Eszopiclone (brand name Lunesta) is a non-benzodiazepine sedative-hypnotic medication primarily used for treating insomnia, with a typical starting dose of 1 mg taken immediately before bedtime, and it can be increased to 2-3 mg if needed, with elderly patients generally starting at lower doses (1 mg) 1.

Key Points

  • Eszopiclone works by enhancing the activity of GABA, an inhibitory neurotransmitter in the brain that promotes sleep, helping patients fall asleep faster and stay asleep longer, with effects typically lasting 6-8 hours 1.
  • Common side effects include unpleasant taste, headache, dizziness, and morning drowsiness 1.
  • Patients should take eszopiclone only when they have 7-8 hours available for sleep to avoid next-day impairment, and it's generally recommended for short-term use (2-4 weeks), though some patients may use it for longer periods under medical supervision 1.
  • Patients should avoid alcohol while taking eszopiclone as it can dangerously increase sedation effects, and abrupt discontinuation after prolonged use may cause withdrawal symptoms, so tapering is often recommended 1.

Considerations

  • The U.S. Food and Drug Administration recently released a safety announcement on the risk for serious injuries caused by sleep behaviors (sleepwalking, sleep driving, and other activities while not fully awake) associated with nonbenzodiazepine BZRAs, including eszopiclone 1.
  • To minimize the incidence of adverse events, eszopiclone should be administered at the lowest effective dose and for the shortest possible duration, and all patients offered this agent should be counseled on the potential risks 1.
  • Nonpharmacologic behavioral interventions, such as cognitive-behavioral therapy for insomnia (CBT-I), are considered more effective than pharmacologic therapies for treatment of chronic insomnia disorder, but eszopiclone may be considered for patients who are unable or unwilling to receive CBT-I 1.

From the FDA Drug Label

Eszopiclone is a nonbenzodiazepine hypnotic agent that is a pyrrolopyrazine derivative of the cyclopyrrolone class. The precise mechanism of action of eszopiclone as a hypnotic is unknown, but its effect is believed to result from its interaction with GABA-receptor complexes at binding domains located close to or allosterically coupled to benzodiazepine receptors Eszopiclone is a white to light-yellow crystalline solid. Eszopiclone has a single chiral center with an (S)-configuration.

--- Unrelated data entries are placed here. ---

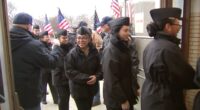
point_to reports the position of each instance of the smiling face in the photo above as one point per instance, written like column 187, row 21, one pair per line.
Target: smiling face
column 124, row 33
column 63, row 39
column 83, row 41
column 173, row 28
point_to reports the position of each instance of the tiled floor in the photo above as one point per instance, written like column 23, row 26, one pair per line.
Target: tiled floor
column 51, row 106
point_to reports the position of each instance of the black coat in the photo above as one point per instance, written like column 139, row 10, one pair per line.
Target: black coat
column 29, row 56
column 46, row 72
column 117, row 72
column 58, row 75
column 167, row 75
column 79, row 68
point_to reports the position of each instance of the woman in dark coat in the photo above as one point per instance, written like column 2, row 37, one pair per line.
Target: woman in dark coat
column 119, row 81
column 59, row 79
column 83, row 70
column 166, row 70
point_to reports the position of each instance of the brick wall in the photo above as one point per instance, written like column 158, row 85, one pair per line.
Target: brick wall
column 194, row 41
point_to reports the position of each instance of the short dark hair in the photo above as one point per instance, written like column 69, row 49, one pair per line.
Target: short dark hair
column 84, row 31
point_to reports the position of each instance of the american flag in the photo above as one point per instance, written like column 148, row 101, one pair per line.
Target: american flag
column 116, row 8
column 96, row 22
column 62, row 22
column 47, row 26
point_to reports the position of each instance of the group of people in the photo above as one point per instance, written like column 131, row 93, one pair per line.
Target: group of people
column 76, row 63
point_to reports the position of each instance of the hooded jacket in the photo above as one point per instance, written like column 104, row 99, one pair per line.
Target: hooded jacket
column 29, row 56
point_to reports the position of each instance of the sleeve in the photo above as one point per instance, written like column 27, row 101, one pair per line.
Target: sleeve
column 72, row 73
column 180, row 72
column 45, row 59
column 112, row 75
column 99, row 74
column 135, row 65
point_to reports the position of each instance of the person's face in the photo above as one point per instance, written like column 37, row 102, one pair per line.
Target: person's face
column 124, row 33
column 83, row 41
column 46, row 39
column 36, row 31
column 63, row 39
column 29, row 27
column 174, row 28
column 106, row 28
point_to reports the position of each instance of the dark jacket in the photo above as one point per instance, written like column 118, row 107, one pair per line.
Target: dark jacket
column 79, row 68
column 134, row 63
column 117, row 72
column 46, row 72
column 58, row 75
column 167, row 75
column 29, row 56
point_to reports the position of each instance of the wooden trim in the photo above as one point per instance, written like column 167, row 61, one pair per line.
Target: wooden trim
column 186, row 28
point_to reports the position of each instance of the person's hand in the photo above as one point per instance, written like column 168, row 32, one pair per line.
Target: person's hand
column 125, row 105
column 92, row 80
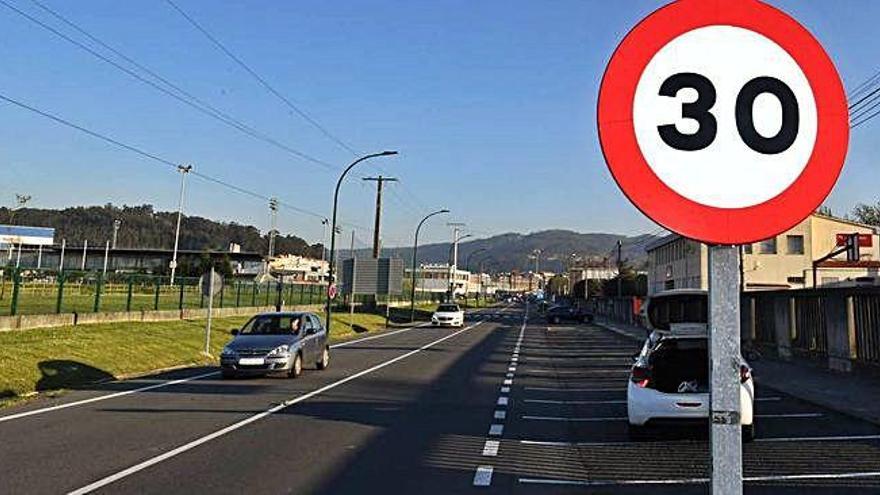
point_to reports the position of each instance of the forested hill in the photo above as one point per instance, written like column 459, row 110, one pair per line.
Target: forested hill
column 143, row 227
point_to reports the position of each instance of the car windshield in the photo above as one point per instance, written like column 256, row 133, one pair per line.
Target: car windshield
column 272, row 325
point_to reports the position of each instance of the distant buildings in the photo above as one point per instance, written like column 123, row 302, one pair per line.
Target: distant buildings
column 782, row 262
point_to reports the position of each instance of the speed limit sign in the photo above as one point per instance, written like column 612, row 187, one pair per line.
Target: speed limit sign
column 723, row 120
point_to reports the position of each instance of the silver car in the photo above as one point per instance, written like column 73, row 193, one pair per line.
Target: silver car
column 276, row 343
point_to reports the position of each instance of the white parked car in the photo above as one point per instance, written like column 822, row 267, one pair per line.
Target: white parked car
column 670, row 378
column 448, row 315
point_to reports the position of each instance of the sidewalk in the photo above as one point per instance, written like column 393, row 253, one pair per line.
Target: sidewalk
column 854, row 393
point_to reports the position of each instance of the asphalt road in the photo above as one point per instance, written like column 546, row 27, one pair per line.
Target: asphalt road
column 417, row 411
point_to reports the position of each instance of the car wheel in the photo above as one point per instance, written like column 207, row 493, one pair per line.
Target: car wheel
column 748, row 433
column 296, row 367
column 637, row 432
column 325, row 359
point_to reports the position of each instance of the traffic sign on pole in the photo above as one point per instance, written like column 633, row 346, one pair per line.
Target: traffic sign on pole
column 724, row 121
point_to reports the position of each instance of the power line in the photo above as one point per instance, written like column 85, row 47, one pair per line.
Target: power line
column 192, row 102
column 151, row 156
column 314, row 123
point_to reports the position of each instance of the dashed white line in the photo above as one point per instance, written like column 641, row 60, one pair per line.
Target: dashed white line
column 483, row 476
column 490, row 448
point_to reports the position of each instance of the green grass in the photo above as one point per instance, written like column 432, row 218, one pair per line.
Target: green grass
column 65, row 357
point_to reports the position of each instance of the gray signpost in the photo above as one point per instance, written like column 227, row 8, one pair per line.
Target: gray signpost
column 724, row 369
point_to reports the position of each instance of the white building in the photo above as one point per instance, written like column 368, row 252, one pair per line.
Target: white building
column 781, row 262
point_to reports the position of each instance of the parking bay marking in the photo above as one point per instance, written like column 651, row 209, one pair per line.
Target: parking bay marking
column 256, row 417
column 695, row 481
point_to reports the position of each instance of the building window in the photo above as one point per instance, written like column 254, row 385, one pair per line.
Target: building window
column 794, row 244
column 768, row 246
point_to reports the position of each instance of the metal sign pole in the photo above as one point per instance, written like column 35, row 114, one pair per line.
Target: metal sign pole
column 210, row 311
column 724, row 373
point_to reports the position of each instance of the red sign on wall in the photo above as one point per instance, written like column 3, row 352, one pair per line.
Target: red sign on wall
column 865, row 240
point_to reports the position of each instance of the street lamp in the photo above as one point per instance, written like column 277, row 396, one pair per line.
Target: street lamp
column 183, row 171
column 412, row 298
column 328, row 309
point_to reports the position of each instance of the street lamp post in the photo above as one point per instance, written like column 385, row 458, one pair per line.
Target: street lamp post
column 328, row 309
column 412, row 295
column 183, row 171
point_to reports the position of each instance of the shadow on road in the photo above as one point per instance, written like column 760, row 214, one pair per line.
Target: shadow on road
column 62, row 373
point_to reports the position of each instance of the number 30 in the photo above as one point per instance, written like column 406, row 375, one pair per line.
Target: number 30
column 699, row 110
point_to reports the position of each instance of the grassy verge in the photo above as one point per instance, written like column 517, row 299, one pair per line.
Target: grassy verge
column 49, row 359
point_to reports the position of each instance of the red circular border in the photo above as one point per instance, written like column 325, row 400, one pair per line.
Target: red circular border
column 669, row 208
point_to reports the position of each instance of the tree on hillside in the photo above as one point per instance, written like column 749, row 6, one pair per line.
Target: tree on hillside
column 869, row 214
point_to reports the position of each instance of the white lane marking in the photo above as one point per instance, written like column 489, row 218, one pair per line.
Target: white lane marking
column 551, row 389
column 256, row 417
column 105, row 397
column 169, row 383
column 374, row 337
column 483, row 476
column 559, row 418
column 490, row 449
column 842, row 438
column 566, row 402
column 695, row 481
column 790, row 416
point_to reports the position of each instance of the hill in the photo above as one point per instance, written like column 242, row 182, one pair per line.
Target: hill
column 511, row 251
column 143, row 227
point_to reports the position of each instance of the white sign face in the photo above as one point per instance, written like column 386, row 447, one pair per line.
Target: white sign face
column 728, row 127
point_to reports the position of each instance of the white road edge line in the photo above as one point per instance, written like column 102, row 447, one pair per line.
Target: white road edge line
column 694, row 481
column 256, row 417
column 170, row 383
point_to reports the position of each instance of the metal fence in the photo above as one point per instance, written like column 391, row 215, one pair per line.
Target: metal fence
column 28, row 291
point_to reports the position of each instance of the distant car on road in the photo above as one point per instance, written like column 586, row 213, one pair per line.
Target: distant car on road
column 558, row 314
column 276, row 343
column 669, row 380
column 448, row 315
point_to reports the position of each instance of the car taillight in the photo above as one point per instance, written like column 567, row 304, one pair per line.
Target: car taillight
column 744, row 373
column 640, row 376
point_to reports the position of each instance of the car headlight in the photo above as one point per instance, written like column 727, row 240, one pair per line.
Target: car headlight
column 281, row 350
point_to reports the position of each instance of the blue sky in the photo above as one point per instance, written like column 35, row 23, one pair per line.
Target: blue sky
column 491, row 105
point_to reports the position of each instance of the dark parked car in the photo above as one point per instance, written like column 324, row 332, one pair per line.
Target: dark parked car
column 276, row 343
column 558, row 314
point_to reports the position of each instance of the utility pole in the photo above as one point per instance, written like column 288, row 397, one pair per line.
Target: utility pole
column 116, row 224
column 619, row 264
column 183, row 171
column 379, row 182
column 453, row 267
column 273, row 229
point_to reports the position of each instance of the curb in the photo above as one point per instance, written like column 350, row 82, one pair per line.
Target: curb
column 831, row 405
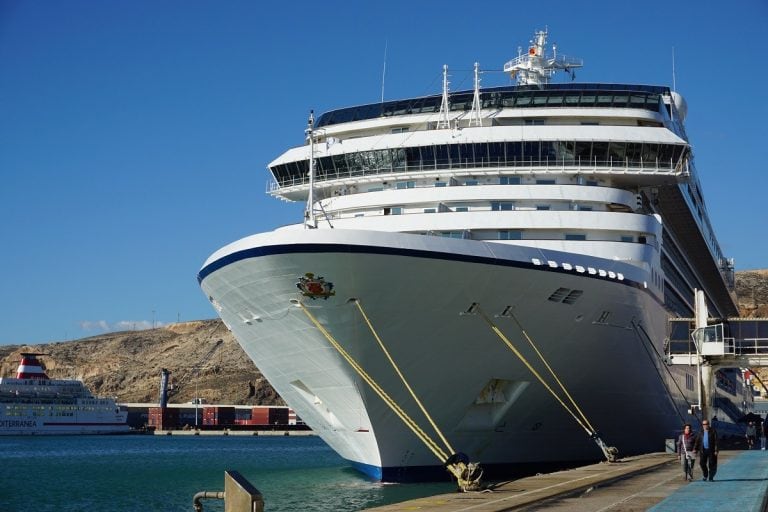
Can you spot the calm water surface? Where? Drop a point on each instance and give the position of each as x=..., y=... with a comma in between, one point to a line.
x=163, y=473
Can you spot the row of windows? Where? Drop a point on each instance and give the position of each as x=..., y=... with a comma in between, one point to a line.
x=485, y=154
x=516, y=234
x=552, y=95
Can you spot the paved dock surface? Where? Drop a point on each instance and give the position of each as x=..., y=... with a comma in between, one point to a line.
x=648, y=482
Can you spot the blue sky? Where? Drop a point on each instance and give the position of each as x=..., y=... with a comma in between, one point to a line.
x=134, y=135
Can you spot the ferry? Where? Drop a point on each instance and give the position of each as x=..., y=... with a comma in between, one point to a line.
x=34, y=404
x=484, y=275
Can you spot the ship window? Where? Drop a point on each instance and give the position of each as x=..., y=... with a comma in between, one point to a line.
x=508, y=234
x=499, y=206
x=555, y=100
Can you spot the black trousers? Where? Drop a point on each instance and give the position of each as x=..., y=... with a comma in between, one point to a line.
x=708, y=463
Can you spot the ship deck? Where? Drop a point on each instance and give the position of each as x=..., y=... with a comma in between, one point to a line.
x=648, y=482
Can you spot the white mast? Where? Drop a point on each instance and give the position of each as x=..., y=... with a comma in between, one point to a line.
x=535, y=67
x=309, y=214
x=444, y=106
x=474, y=115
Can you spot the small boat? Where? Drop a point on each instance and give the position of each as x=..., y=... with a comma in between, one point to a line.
x=34, y=404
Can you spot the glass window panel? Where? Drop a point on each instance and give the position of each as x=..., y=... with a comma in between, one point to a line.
x=637, y=100
x=523, y=101
x=599, y=152
x=650, y=153
x=442, y=156
x=604, y=100
x=620, y=100
x=531, y=151
x=428, y=156
x=583, y=151
x=617, y=151
x=496, y=152
x=634, y=150
x=555, y=100
x=549, y=151
x=455, y=154
x=572, y=100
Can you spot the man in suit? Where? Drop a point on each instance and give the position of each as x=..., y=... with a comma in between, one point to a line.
x=706, y=446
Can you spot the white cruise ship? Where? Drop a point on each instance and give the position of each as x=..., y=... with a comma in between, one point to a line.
x=488, y=272
x=33, y=404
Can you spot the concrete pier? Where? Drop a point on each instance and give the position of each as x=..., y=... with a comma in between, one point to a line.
x=648, y=482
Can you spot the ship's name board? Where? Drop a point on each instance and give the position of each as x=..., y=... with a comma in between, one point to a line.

Eszopiclone (Lunesta) is a non-benzodiazepine hypnotic agent. It is a pyrrolopyrazine derivative of the cyclopyrrolone class. The mechanism of action is not fully understood, but it is believed to interact with GABA-receptor complexes. 2 2

From the Research

Definition and Mechanism of Action

  • Eszopiclone, also known as Lunesta, is a non-benzodiazepine hypnotic agent used for the treatment of insomnia 3, 4, 5, 6, 7.
  • It is the S-isomer of racemic zopiclone, a cyclopyrrolone with sedative-hypnotic activity 3, 5.
  • Eszopiclone acts by binding to the GABA(A) receptor, with more selectivity for certain subunits compared to benzodiazepine hypnotics 3.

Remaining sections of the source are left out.